In 2017, Winter was looking for a couple to perform in her upcoming film, “The Punishment.” The requirements were good chemistry and being unafraid to perform in front of a camera and a film crew.

Partners Crystal Johnson and Mandroid, whom she knew through mutual friends, checked both of those boxes.

Johnson and Mandroid had never had sex in front of a camera before. At first, Johnson was afraid of performing and being caught by her family, or just feeling uncomfortable during filming.

“It helped that we were working with a production company that was staffed only by women. The only assigned-male-at-birth person in the room was Mandroid,” she said. “So to be in a room with all of these badass professional, supportive women … felt super comfortable.”

Johnson described the experience of working with Winter as magical. “I wanted it to be rich, textured and beautiful,” she said. “I [didn’t] want it to feel male-gazey and objectifying, I [wanted] it to feel romantic.”

Both Mandroid and Johnson are kinky in their private relationship, but unlike Johnson, Mandroid enjoys being objectified in front of a camera. “That’s something I’m into,” they said.

After performing in “The Punishment,” Mandroid appeared in two more films. “I think this is just kind of a natural expression of me being a lot more comfortable with myself, my body and my sexuality … Portraying a connection isn’t necessary for my participation.”

Moments before engaging in consensual bondage, a man tenderly holds his partner’s hand while holding the rope bundle she gifted him.

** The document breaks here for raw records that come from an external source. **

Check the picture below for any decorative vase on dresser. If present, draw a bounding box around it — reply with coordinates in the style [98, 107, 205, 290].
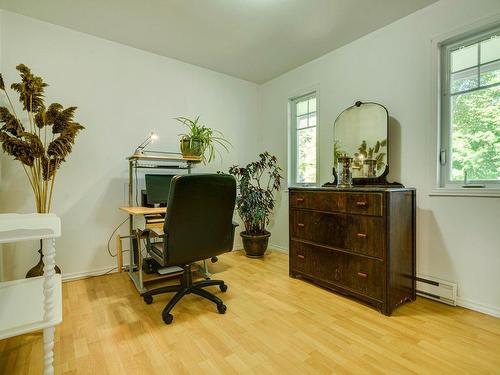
[289, 187, 415, 315]
[289, 101, 416, 315]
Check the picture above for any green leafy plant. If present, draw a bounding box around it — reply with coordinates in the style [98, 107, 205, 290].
[0, 64, 84, 213]
[175, 116, 231, 164]
[229, 151, 283, 235]
[354, 139, 387, 170]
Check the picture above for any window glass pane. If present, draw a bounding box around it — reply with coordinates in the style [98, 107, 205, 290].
[296, 128, 316, 184]
[451, 43, 478, 72]
[450, 86, 500, 181]
[309, 112, 316, 126]
[450, 67, 478, 94]
[480, 61, 500, 86]
[309, 98, 316, 112]
[297, 100, 307, 116]
[297, 115, 308, 129]
[481, 35, 500, 64]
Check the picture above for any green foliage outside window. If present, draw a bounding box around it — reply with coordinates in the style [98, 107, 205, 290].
[450, 71, 500, 181]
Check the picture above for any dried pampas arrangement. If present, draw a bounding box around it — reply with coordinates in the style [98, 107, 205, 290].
[0, 64, 84, 213]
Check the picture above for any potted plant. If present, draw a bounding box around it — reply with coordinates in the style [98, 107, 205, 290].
[175, 116, 230, 164]
[229, 151, 283, 258]
[0, 64, 84, 277]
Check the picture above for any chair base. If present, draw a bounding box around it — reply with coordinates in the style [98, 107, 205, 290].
[142, 265, 227, 324]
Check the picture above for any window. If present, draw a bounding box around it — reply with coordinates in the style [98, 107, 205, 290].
[290, 93, 318, 185]
[440, 28, 500, 187]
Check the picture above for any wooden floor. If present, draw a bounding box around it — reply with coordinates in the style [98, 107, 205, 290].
[0, 252, 500, 375]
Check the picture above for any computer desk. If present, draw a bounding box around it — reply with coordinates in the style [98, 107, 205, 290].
[116, 206, 210, 288]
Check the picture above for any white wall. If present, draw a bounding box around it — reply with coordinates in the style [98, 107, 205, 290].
[260, 0, 500, 316]
[0, 11, 259, 278]
[0, 10, 4, 281]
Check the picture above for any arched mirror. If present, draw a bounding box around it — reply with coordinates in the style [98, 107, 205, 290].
[333, 101, 400, 185]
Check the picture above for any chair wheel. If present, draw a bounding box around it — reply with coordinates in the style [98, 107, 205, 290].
[161, 313, 174, 324]
[217, 304, 227, 314]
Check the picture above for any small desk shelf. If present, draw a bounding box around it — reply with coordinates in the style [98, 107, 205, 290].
[0, 214, 62, 375]
[125, 152, 201, 294]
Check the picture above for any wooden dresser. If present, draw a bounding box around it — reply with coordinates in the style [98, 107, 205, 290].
[289, 187, 416, 315]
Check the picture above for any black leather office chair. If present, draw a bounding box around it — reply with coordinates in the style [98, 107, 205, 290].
[143, 174, 237, 324]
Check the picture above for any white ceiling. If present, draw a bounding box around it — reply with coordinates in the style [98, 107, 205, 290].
[0, 0, 436, 83]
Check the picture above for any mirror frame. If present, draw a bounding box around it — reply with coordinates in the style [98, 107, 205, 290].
[322, 100, 403, 187]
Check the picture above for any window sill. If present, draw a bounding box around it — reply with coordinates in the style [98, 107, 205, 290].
[429, 188, 500, 198]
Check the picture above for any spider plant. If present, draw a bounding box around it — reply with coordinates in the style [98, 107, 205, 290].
[175, 116, 231, 164]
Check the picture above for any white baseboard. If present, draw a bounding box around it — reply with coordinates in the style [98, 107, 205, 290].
[62, 266, 118, 282]
[457, 297, 500, 318]
[269, 243, 288, 254]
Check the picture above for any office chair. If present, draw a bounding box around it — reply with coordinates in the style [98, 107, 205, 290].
[142, 174, 238, 324]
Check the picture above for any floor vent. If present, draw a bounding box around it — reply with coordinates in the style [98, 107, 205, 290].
[417, 276, 457, 306]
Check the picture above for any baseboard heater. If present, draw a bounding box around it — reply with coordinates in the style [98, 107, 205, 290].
[417, 275, 457, 306]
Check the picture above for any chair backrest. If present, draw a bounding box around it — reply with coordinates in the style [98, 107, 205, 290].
[163, 174, 236, 265]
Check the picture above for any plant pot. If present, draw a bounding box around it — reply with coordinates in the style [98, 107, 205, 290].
[26, 245, 61, 279]
[180, 138, 204, 158]
[240, 231, 271, 258]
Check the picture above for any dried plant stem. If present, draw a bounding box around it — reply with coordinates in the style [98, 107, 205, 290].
[47, 168, 57, 212]
[21, 164, 35, 197]
[3, 90, 20, 122]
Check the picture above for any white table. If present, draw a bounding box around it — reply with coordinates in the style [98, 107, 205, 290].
[0, 214, 62, 375]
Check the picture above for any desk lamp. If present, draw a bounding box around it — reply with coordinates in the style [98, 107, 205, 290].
[134, 132, 158, 156]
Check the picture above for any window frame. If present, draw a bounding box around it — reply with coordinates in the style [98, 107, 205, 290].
[438, 24, 500, 189]
[288, 90, 319, 187]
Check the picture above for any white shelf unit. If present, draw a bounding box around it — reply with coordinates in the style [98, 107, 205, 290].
[0, 214, 62, 375]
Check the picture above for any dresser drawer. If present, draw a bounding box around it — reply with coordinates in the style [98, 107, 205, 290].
[346, 193, 383, 216]
[290, 241, 345, 283]
[345, 255, 384, 300]
[290, 209, 348, 249]
[344, 215, 386, 258]
[289, 191, 346, 212]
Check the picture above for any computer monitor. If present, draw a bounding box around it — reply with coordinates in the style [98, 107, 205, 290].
[145, 174, 174, 205]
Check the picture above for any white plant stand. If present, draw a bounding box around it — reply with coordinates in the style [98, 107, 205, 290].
[0, 214, 62, 375]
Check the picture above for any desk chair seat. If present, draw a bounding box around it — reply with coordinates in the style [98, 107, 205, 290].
[139, 174, 237, 324]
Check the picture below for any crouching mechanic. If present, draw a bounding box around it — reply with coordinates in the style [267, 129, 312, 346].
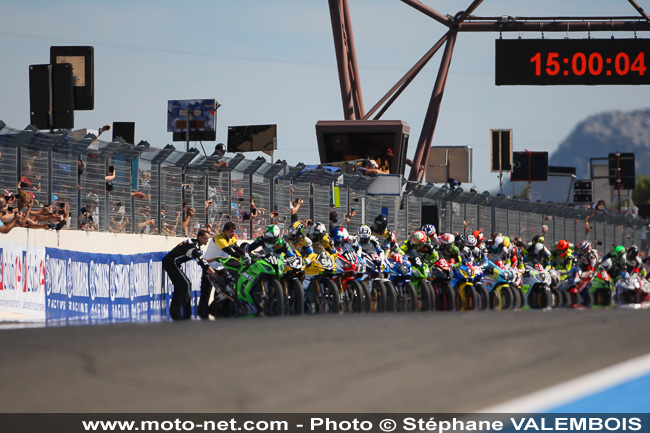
[162, 230, 215, 320]
[198, 221, 245, 319]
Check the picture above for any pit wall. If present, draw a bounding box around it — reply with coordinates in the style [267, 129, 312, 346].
[0, 228, 201, 322]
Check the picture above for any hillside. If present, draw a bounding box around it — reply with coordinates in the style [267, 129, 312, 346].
[549, 108, 650, 179]
[493, 108, 650, 194]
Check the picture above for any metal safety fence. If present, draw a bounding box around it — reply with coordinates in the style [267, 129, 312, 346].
[0, 121, 648, 250]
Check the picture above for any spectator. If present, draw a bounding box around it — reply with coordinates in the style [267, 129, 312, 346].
[289, 198, 303, 225]
[0, 197, 18, 233]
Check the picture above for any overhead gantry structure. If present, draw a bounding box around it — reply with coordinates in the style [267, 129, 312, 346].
[328, 0, 650, 182]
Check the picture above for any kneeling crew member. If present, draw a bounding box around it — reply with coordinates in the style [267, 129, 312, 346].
[162, 230, 215, 320]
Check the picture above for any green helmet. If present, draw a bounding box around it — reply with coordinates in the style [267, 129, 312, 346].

Film still from “Tie Me Up,” directed by Inka Winter // photo courtesy of Inka Winter

When writing scripts for Forplay Films, performers share what their skills are and what they’re into, sexually and artistically. Johnson and Winter worked together on the concept of the film. Johnson wanted the film to be truthful to the sexual relationship between her and Mandroid.

“It’s exactly the kind of sex that we have,” she said.

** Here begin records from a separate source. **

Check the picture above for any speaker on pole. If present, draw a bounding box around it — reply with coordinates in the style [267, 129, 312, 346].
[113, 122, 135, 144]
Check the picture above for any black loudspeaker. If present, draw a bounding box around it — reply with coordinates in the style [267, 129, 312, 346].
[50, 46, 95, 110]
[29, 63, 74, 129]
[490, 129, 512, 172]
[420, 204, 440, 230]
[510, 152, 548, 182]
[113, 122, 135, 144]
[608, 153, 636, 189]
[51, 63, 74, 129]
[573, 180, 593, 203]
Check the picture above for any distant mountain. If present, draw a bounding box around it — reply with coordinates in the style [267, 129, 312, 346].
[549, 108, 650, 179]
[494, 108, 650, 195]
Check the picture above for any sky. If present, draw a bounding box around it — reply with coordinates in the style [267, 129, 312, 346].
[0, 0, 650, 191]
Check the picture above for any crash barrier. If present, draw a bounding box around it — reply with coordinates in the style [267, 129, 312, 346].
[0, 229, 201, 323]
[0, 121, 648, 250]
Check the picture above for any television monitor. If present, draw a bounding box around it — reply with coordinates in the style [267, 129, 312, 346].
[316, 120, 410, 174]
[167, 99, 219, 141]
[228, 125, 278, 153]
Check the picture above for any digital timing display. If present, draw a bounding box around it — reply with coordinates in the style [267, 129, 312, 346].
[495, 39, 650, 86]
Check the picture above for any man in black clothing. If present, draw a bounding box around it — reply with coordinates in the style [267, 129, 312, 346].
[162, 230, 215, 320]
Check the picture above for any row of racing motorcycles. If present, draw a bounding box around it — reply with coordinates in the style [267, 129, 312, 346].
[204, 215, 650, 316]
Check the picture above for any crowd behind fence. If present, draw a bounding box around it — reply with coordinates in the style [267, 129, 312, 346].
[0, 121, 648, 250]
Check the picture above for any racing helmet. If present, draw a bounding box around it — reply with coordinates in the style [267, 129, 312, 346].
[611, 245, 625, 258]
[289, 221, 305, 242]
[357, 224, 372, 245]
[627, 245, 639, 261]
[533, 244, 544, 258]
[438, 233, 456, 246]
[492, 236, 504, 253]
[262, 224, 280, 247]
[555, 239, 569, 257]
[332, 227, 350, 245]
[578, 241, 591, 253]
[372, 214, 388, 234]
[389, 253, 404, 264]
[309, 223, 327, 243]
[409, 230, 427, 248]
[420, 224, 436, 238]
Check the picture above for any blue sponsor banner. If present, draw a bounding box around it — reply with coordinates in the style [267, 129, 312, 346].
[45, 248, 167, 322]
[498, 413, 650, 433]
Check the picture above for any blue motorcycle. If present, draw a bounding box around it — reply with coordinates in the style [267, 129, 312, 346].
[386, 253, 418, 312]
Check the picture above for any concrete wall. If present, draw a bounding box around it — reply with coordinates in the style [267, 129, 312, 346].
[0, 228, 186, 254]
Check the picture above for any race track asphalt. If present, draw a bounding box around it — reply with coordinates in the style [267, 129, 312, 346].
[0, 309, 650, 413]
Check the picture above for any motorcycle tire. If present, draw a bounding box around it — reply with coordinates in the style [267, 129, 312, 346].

Two of Winter’s latest films, “Versification” and “Tie Me Up,” made it to this year’s edition of HUMP! and star different performers.

In “Versification,” pleasure and art meet in a seductive exchange of origami flowers — an idea David Lee, one of the lead performers, came up with — and poems, culminating with the characters having sex. Winter’s films follow a prompt but leave space for improvisation, which adds to the authentic chemistry, leading to intimate conversations between the characters.

For “Tie Me Up,” Winter found professional performers who were into bondage. The film is a portrayal of consensual and non-hardcore bondage, dominance, sadism and masochism, or BDSM, an approach to the genre that aims to inspire people who are new to the practice to try it out.

In Winter’s opinion, women feel empowered when they see what they like being accurately represented in porn.

“Every time I tell a woman what I do, there’s always this sort of excitement,” she said.

After gently unfolding the origami flower created by her lover, a woman reads a metrical prompt as part of a sensual game // film still from Inka Winter’s short, “Versification”

According to Mandroid, porn and erotic films “can be a fun, sexy type of expression … a super fun way to connect with friends and to explore your own sexuality.”

The film Johnson performed in was featured in the Vienna Porn Film Festival and HUMP!. “It feels like a big accomplishment to be a part of a piece of art that has value and that people want to see and celebrate. Especially because it’s so personal to my relationship with [Mandroid].”

Some time after shooting the film, Johnson moved to Germany for four years, keeping a long distance relationship with Mandroid. Their ardor never faltered, despite living over five thousand miles away from each other. It’s forever preserved in their film, a memento they look back on with fondness when they’re apart.

“[It] was like reading a love letter,” Johnson said.